Same caution, bigger stakes, for something like ha-mcp, an unofficial Home Assistant server with 90-plus tools. It can genuinely control your smart home — lights, locks, switches. Useful, but that's real-world write access. I'd keep it read-only or very tightly scoped, and I would not let it act unattended.
Last thing: keep it local. None of this should be hanging off the open internet. My one honest first-person flex here is that I reach everything in my lab over the same private setup I use for my local AI stack — I get to it through Tailscale, so there's nothing exposed publicly.

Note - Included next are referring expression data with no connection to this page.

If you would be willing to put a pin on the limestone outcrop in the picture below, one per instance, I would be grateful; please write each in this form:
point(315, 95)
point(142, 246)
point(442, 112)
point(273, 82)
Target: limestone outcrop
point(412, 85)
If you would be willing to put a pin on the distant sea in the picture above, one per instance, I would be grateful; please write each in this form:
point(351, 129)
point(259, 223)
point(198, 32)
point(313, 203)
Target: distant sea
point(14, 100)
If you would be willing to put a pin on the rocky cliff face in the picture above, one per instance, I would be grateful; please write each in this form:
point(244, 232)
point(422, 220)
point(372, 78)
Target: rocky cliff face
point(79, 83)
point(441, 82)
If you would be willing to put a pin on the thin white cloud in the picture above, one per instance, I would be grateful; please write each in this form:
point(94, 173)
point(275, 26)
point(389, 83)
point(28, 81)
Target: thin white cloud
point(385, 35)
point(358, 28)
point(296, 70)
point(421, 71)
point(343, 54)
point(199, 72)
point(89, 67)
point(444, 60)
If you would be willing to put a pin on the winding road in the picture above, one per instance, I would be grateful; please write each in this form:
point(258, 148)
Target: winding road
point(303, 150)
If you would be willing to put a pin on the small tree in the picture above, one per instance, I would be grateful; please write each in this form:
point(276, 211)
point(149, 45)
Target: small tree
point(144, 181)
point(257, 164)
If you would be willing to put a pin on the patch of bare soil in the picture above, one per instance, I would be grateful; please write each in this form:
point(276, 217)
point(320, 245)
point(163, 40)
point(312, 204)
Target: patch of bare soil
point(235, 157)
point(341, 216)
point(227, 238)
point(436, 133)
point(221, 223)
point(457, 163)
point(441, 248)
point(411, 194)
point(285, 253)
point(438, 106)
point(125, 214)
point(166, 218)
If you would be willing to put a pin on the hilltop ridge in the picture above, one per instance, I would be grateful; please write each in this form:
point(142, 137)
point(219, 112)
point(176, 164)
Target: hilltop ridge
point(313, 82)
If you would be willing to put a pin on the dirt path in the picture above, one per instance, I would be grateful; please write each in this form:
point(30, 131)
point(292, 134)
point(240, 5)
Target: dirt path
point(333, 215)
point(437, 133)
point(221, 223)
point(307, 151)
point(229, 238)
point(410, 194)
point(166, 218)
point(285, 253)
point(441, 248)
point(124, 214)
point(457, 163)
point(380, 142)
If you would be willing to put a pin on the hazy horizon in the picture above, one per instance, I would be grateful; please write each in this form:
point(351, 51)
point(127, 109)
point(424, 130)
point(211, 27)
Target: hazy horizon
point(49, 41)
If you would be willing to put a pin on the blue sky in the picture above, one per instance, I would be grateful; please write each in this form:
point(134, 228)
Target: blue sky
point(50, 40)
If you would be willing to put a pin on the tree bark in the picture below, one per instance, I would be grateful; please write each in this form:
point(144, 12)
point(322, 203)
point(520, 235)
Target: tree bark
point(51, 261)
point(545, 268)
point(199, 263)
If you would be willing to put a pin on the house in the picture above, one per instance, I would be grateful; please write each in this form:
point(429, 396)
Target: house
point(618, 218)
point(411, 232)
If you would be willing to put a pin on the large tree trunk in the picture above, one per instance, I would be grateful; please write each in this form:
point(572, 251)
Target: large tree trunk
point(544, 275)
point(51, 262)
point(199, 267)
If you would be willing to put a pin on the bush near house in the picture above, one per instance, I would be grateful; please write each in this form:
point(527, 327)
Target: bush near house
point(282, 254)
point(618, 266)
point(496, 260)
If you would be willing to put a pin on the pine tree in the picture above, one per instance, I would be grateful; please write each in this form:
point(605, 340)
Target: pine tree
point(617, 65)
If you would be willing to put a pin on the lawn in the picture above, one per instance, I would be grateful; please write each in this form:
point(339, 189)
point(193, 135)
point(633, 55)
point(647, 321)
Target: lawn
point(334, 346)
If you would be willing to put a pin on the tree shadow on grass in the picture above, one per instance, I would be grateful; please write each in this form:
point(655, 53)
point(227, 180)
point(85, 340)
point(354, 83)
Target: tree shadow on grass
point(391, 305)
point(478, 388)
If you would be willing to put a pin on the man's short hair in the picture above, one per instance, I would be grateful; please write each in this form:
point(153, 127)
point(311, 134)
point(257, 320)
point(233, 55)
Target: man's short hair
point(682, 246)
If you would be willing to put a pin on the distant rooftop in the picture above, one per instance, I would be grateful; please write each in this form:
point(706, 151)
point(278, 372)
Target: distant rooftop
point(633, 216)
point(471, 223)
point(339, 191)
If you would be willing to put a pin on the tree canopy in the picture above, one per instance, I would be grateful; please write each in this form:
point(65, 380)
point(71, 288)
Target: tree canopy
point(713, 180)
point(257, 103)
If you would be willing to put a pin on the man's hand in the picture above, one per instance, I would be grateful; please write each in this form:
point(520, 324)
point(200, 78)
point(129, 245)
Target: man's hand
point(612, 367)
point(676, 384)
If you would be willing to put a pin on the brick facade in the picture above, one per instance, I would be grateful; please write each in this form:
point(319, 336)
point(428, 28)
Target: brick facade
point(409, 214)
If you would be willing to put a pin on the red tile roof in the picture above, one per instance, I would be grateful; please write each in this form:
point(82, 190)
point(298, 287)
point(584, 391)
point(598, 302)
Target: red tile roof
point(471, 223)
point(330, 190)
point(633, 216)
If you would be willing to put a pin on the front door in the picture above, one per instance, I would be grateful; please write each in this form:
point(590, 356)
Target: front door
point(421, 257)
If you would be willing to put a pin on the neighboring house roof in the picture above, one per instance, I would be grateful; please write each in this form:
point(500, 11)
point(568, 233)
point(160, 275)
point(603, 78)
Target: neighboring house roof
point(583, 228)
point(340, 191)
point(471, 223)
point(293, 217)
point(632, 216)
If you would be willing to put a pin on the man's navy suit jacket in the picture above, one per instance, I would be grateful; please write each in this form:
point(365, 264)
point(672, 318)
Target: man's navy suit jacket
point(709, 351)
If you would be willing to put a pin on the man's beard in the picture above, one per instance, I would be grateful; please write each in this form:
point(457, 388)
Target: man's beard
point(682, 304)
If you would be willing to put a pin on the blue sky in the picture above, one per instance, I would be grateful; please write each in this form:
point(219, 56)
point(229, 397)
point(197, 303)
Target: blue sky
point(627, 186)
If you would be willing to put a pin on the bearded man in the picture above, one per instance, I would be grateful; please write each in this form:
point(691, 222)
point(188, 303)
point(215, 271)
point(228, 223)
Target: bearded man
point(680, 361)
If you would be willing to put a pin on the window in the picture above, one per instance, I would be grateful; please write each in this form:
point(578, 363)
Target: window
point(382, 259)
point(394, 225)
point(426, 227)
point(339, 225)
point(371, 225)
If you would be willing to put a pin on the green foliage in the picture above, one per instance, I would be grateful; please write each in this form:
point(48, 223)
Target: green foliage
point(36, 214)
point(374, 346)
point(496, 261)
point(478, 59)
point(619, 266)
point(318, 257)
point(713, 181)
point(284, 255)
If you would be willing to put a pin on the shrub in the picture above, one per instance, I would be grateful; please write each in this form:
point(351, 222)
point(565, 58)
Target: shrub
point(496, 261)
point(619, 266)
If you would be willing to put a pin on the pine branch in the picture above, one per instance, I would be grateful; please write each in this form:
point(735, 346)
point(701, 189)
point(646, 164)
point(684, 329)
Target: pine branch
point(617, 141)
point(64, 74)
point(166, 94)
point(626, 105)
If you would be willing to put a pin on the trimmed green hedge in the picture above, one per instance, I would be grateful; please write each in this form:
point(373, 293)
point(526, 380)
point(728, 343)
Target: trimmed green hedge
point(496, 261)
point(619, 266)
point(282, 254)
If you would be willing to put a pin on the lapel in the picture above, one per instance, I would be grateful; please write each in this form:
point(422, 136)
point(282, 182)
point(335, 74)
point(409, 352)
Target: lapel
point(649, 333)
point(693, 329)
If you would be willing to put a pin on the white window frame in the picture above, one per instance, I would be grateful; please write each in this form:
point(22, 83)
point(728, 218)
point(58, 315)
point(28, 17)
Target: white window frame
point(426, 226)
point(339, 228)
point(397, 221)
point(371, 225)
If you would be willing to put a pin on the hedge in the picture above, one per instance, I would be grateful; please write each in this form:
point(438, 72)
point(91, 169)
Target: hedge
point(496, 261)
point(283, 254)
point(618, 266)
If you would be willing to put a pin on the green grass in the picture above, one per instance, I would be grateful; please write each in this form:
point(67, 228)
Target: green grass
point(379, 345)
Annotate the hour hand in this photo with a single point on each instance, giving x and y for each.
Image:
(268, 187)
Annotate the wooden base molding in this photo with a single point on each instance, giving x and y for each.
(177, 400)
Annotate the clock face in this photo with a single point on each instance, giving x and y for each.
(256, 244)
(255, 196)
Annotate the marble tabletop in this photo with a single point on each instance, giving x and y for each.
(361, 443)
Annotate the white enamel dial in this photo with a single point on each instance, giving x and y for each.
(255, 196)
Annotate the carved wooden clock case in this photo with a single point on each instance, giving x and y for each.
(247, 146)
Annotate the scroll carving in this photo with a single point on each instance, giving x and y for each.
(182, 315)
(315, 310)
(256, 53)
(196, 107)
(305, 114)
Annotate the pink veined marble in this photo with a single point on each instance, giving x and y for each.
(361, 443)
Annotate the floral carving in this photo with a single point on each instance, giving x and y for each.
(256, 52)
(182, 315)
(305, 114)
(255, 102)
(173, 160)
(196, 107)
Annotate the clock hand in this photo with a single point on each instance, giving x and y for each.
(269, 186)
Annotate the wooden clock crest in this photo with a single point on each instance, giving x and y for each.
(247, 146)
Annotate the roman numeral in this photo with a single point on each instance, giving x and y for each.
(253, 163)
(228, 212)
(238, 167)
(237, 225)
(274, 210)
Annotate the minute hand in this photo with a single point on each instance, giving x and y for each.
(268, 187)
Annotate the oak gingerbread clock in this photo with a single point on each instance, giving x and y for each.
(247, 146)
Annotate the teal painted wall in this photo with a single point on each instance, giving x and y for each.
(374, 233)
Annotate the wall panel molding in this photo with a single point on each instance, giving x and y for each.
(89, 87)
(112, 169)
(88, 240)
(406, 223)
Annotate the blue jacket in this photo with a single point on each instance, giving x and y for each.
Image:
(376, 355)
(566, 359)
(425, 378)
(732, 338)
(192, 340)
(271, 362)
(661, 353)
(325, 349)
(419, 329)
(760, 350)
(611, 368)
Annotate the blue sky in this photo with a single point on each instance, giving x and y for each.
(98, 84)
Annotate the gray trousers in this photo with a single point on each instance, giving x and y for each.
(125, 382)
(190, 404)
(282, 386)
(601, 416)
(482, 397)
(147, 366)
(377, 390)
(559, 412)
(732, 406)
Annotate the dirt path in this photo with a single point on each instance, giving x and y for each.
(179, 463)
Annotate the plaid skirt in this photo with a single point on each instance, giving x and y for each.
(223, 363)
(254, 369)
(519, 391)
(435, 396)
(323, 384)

If you've read my take on the hidden risks of a self-hosted AI stack, this is the same access hygiene applied to AI tooling: don't bind things to 0.0.0.0 and hope for the best.
Where I draw the line
So, do I let an AI run my home lab? No. And I don't want to.
What I'm genuinely sold on is the read-only co-pilot: ask a plain-English question, get a straight answer, skip the 11pm SSH scavenger hunt. That alone is worth setting up, and it carries basically no risk because there's nothing to break.
Write access is where I get conservative. I run local models through my own stack, and local models — especially the smaller ones — get things wrong. A wrong answer costs me nothing. A wrong action on my network or my containers could cost me an evening. The math isn't close. If I ever allow a change, it's behind preview-then-confirm, and I'm watching.
The cool demo is "I gave the AI the keys." The version I'd actually live with is quieter: AI as the assistant that already knows where everything is, hands the wrench to me, and lets me decide whether to turn it.